Au moins 10 soldats égyptiens ont été tués mercredi dans un attentat à la voiture piégée qui a visé un convoi militaire dans le Sinaï, péninsule limitrophe d'Israël et de la bande de Gaza, ont indiqué les services de sécurité.

Cette attaque, qui a également fait 35 blessés, dont certains graves, a eu lieu près de la ville d'Al-Arich, capitale régionale du Nord-Sinaï, où les attaques contre les forces de l'ordre se multiplient depuis la destitution début juillet du président islamiste Mohamed Morsi par l'armée.

Les soldats se rendaient à Rafah

Ces attaques quasi-quotidiennes ont fait des dizaines de morts parmi la police et l'armée dans tout le pays, en particulier dans le Sinaï (nord-est).

L'Egypte, qui a déployé des forces supplémentaires au début de l'été pour lutter contre les groupes armés dans cette région essentiellement désertique, affirme régulièrement abattre des "terroristes" dans cette péninsule aux rapports de longue date tendus avec le pouvoir.

Le gouvernement intérimaire mis en place par l'armée accuse les groupes islamistes pro-Morsi d'en être les auteurs.

L'attaque "la plus violente et au bilan le plus élevé depuis le 19 août"

Cinq jours après la dispersion dans un bain de sang de rassemblements pro-Morsi au Caire, le 19 août, l'attaque la plus meurtrière depuis des années contre les forces de l'ordre avait ainsi lieu dans le Sinaï, avec 25 policiers tués.

Des mouvements armés clandestins jihadistes, parfois liés à Al Qaïda, ont revendiqué la plupart des attaques, en représailles, selon eux, à la répression sanglante qui s'est abattue sur les manifestants réclamant le retour de M. Morsi.
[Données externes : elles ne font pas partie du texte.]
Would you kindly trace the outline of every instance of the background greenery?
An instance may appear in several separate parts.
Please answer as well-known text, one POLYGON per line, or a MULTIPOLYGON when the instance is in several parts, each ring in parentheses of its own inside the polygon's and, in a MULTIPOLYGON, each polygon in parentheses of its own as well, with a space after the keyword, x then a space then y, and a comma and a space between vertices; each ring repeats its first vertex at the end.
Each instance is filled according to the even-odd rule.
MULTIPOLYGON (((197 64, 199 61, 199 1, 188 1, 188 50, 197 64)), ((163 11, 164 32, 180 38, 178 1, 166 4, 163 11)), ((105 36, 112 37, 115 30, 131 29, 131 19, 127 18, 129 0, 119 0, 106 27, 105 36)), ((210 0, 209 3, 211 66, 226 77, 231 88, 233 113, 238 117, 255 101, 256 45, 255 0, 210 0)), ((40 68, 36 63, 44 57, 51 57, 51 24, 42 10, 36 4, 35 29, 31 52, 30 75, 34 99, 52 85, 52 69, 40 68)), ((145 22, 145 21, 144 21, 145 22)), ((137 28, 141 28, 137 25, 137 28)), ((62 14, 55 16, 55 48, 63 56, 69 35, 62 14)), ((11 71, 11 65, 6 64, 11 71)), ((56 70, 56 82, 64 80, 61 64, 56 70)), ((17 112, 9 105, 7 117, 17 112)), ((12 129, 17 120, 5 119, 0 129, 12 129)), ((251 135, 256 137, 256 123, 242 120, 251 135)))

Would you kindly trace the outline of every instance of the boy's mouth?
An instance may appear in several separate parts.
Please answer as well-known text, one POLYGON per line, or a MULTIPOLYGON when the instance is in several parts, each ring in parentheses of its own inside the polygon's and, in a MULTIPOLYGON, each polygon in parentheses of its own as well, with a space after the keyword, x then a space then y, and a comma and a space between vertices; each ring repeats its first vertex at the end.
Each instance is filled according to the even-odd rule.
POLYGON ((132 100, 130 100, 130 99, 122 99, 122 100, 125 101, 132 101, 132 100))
Depuis le 14 août, date à laquelle policiers et soldats ont tué des centaines de manifestants pro-Morsi au Caire, plus d'un millier d'entre eux ont été tués à l'occasion de rassemblements.

Plus de 2.000 Frères musulmans, la confrérie de M. Morsi qui avait largement remporté les législatives de fin 2011, ont également été arrêtés depuis la mi-août, dont leurs principaux dirigeants, qui doivent être jugés, à l'instar de M. Morsi, notamment pour meurtres ou incitation au meurtre.

"Les attentats terroristes dans le Nord-Sinaï ne peuvent être stoppés par des mesures de sécurité seules. A cause de la privation des droits civiques et des abus, beaucoup de locaux soutiennent les jihadistes"

Mardi soir, des violences se sont aussi produites dans la capitale, faisant un mort et plusieurs blessés entre pro et anti-armée place Tahrir. Pour la première fois depuis début juillet, il ne s'agissait pas de manifestations islamistes mais de mouvements de la jeunesse, hostiles aux militaires comme aux Frères musulmans, qui ont mobilisé contre le nouveau pouvoir.

Des centaines de manifestants étaient venus commémorer le 19 novembre 2011, premier jour d'une semaine sanglante durant laquelle une quarantaine de manifestants, hostiles au pouvoir intérimaire de l'armée après la chute de Hosni Moubarak, avaient été tués par les forces de l'ordre aux abords de la place Tahrir, en plein centre de la capitale.